During 1H18, it was a mixed picture for tier-one global outsourcers/integrators (companies with full service offerings and more than $10 billion in services revenue) headquartered in developed countries: most remained flat or declined slightly (organic growth in constant currency). But this was partially offset by stronger performances by two large global vendors, who returned to double-digit growth in the teens, according to IDC.

While most Indian services providers still outpace their U.S. and European counterparts, their growth (organic, in constant currency) scaled back slightly from a year ago, continuing their 2H17 deceleration. Growth paths continued to widen between vendors: while most large Indian vendors continued to grow at rates in the low single digits to high teens, it was offset by a few vendors’ sharp slowdown. 

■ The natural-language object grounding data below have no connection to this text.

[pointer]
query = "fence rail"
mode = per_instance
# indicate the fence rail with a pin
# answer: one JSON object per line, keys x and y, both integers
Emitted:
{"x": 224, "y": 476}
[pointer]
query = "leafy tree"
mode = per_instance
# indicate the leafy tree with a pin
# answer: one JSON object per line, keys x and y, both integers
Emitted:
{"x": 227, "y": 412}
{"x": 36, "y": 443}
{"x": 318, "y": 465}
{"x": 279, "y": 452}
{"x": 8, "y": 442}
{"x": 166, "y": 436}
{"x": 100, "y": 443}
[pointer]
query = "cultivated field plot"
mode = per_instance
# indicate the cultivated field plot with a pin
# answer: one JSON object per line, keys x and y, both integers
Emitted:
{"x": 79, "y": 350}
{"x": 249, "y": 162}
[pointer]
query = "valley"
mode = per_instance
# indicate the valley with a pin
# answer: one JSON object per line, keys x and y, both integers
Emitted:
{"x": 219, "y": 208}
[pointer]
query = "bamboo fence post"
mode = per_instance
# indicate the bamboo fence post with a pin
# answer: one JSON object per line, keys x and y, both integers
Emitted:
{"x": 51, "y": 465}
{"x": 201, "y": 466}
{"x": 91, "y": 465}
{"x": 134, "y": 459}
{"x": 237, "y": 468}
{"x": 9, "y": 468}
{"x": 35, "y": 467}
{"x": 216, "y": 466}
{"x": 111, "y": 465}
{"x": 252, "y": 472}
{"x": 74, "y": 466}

IDC says this is partially attributed to restructuring leadership teams and divesting business units to improve margins. It should also be noted that foreign exchange fluctuations in 2018 have complicated the constant currency calculations somewhat.

Looking at the different services markets, project-oriented revenues grew by 5.2% in 1H18 to $191 billion, followed by 3.6% growth for managed services and 2.7% for support services. The above-the-market growth in project-oriented markets was mostly led by business consulting and application development markets with growth rates of 7.5% and 6.5%, respectively. 

Most major management consulting firms still posted strong earnings in 2018, although growth rates cooled slightly: business consultants still extract more value in digital transformation. But the market movement belies enterprise buyers going from “thinking digital” to “doing digital.”

For example, the heavy lifting of digital is ultimately reflected in application projects, and the application development market showed faster growth in 2018 than both 1H17 and 2H17. As services vendors are making agile and cloud the central themes in their app businesses, it has helped them to shorten sales cycles and ramp up new app work.

In outsourcing, revenues grew 3.6% to $238 million in 1H18. Application-related managed services revenues (hosted and on-premise application management) outpaced infrastructure and business process outsourcing. Organizations rely largely on outsourcers to supply new app skills at scale. 

Large outsourcing contracts also served as the best vehicle to standardize and modernize existing application assets. Therefore, IDC expects application-related managed services markets to continue outgrowing other outsourcing markets in the coming years.

On the infrastructure side, while hosting infrastructure services revenue accelerated to 7.2% growth in 1H18, mostly due to cloud adoption, IT Outsourcing (ITO) – still almost twice as large a market and mostly big buyers and vendors – declined by 1.5%, largely chipped away by cloud cannibalization across all regions.